TV & Movies

Lisa Marie Presley Reviewed Baz Luhrmann’s Elvis Movie On Twitter

Elvis Presley’s only child weighed in on the new biopic.

Lisa Marie Presley supported the 'Elvis' movie Austin Butler. Photo via Getty Images
GAB Archive/Redferns/Getty Images & Kevin Winter/Getty Images Entertainment/Getty Images

If you were wondering what Elvis Presley’s family thinks about the upcoming Baz Luhrmann biopic, Elvis, you’re in luck — they haven’t been shy about their support for the project. Earlier this May, Priscilla Presley walked the Met Gala red carpet with Austin Butler, the man who’s playing her late husband in the film. And now, two weeks later, Lisa Marie Presley is sharing her own praise for the film about her father.
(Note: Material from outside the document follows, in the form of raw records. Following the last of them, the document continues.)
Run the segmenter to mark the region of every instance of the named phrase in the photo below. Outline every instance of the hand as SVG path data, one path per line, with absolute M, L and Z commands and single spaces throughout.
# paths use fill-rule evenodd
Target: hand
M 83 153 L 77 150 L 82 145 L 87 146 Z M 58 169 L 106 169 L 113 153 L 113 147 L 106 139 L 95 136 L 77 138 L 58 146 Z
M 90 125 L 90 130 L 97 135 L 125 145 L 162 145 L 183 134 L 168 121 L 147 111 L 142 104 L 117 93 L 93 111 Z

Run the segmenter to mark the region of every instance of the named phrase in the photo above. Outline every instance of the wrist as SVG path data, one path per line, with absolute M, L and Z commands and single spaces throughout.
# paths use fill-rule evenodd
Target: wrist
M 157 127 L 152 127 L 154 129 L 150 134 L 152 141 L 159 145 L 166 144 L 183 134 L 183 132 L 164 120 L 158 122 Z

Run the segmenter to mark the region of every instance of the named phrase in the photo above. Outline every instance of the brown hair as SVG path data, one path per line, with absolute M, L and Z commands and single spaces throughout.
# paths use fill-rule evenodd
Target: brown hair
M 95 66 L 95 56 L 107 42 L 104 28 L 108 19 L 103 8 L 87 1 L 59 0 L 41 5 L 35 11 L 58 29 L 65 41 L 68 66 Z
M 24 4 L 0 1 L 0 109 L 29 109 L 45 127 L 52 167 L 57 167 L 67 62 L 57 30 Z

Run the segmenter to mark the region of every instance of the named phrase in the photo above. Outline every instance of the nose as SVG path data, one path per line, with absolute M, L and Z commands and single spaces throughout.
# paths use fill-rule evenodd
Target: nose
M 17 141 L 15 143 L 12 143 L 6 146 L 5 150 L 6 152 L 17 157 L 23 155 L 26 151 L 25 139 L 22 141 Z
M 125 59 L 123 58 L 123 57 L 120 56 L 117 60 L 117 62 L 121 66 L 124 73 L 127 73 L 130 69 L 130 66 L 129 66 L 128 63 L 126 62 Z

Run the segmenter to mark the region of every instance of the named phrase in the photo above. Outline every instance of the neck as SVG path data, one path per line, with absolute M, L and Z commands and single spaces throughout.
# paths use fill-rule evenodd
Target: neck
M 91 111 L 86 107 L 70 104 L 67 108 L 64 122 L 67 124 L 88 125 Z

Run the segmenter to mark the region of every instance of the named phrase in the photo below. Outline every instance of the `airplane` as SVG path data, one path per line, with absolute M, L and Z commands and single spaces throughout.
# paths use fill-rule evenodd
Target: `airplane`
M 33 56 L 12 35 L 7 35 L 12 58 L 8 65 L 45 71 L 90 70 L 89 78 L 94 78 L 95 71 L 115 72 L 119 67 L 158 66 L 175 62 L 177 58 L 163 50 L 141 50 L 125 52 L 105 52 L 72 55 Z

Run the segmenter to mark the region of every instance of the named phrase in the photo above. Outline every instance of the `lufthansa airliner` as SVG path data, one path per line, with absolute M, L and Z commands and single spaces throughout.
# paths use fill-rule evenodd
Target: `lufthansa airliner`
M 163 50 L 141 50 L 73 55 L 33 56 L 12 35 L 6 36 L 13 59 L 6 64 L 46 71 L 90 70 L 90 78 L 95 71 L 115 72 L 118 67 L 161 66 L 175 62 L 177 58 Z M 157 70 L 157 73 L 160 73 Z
Though it’s been a while since the singer has been on Twitter — “there really isn’t much to say,” she explained, as she’s been mourning the 2020 loss of her son, Benjamin Keough — she made a rare visit to the social media platform to talk about Elvis, which she said she’s already seen twice. “Let me tell you that it is nothing short of spectacular,” Presley wrote in a May 14 thread. “Absolutely exquisite. Austin Butler channeled and embodied my father’s heart & soul beautifully.”

Presley added that Butler’s take on her father (who died in 1977, when she was 9 years old) was “done accurately and respectfully,” joking that she’ll eat her foot if Butler doesn’t bring home an Oscar. “You can feel and witness Baz’s pure love, care, and respect for my father throughout this beautiful film, and it is finally something that myself and my children and their children can be proud of forever,” she continued.

On showing the film to her daughters — the actor Riley Keough and twins Harper and Finley Lockwood — Presley said they were all “visibly overwhelmed in the best way possible way,” and noted that her son “would have absolutely loved” to see the film, which premieres June 24.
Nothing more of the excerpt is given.